The FBI has also wielded its ever-expanding powers in Boston, Massachusetts, where I grew up and where my reporting and commentary on radio station WMEX caught the attention of the city police and the Feds. But I never thought that having a passionate attachment to the First Amendment would generate as much official hostility there as it does today.
DefendingDissent.org reported that Boston police “have been caught compiling intelligence reports and incident reports on peaceful protests, logging them under the heading of Criminal Activity with the labels ‘Groups–Extremist’ and ‘Homeland Security–Domestic.’”
The ACLU of Massachusetts and the Massachusetts Chapter of the National Lawyers Guild have documents and video-surveillance tapes revealing that “officers assigned to the Boston Regional Intelligence Center (BRIC) at the Boston Police Department are collecting and keeping information about constitutionally protected speech and political activity…we don’t know how far and wide the information was shared.”
As DefendingDissent.org disclosed, an “‘Intelligence Report’ on an antiwar speech at a church was kept for over five years. … It is clear from the report that police had infiltrated meetings of the peace coalition, or had access to meeting notes or minutes.”
I attended Boston Latin School.
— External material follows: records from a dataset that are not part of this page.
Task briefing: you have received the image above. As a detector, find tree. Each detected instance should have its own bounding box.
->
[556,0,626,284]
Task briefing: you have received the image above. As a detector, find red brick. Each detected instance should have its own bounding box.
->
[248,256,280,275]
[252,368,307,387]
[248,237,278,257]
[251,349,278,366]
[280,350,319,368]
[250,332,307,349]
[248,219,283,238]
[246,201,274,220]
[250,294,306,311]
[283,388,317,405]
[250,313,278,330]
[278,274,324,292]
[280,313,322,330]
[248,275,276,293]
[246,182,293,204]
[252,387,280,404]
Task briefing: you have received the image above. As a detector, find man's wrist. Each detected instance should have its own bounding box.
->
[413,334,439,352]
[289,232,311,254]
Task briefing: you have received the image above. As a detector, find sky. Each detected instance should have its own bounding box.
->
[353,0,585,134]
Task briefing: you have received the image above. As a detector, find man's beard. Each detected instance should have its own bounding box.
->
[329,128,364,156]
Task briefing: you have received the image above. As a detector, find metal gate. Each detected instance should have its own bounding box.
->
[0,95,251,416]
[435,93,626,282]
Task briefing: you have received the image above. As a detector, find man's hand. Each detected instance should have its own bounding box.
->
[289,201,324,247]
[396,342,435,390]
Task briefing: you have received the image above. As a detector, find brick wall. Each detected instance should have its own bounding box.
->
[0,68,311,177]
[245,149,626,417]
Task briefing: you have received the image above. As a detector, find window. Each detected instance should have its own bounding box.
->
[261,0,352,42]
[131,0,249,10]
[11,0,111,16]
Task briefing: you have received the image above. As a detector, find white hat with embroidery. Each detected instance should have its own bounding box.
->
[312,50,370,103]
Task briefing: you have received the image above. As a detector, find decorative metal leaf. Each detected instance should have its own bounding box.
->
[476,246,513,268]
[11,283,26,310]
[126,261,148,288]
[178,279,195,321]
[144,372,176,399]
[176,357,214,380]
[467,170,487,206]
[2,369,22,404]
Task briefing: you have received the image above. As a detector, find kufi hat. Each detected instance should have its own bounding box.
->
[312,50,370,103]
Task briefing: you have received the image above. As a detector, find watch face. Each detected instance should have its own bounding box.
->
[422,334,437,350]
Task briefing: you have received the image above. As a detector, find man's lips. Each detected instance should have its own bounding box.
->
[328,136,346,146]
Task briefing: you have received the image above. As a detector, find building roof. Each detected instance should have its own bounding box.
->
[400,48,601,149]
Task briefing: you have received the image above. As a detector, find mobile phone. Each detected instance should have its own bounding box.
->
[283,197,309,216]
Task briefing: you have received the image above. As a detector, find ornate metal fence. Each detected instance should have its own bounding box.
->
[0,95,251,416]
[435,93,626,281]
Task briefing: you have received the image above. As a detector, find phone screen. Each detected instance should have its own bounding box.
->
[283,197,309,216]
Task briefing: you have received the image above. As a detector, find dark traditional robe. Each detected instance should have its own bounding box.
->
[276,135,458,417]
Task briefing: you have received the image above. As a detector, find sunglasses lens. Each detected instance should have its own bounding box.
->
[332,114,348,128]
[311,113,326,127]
It was founded in 1635, and one of my fellow alumni was a key enflamer of the American Revolution, Samuel Adams. If he, the Sons of Liberty and the Committees of Correspondence that spread the factual reasons for the Declaration of Independence throughout the colonies were still with us, their grievances would include what the FBI is up to: illegally spying on millions of law-abiding citizens.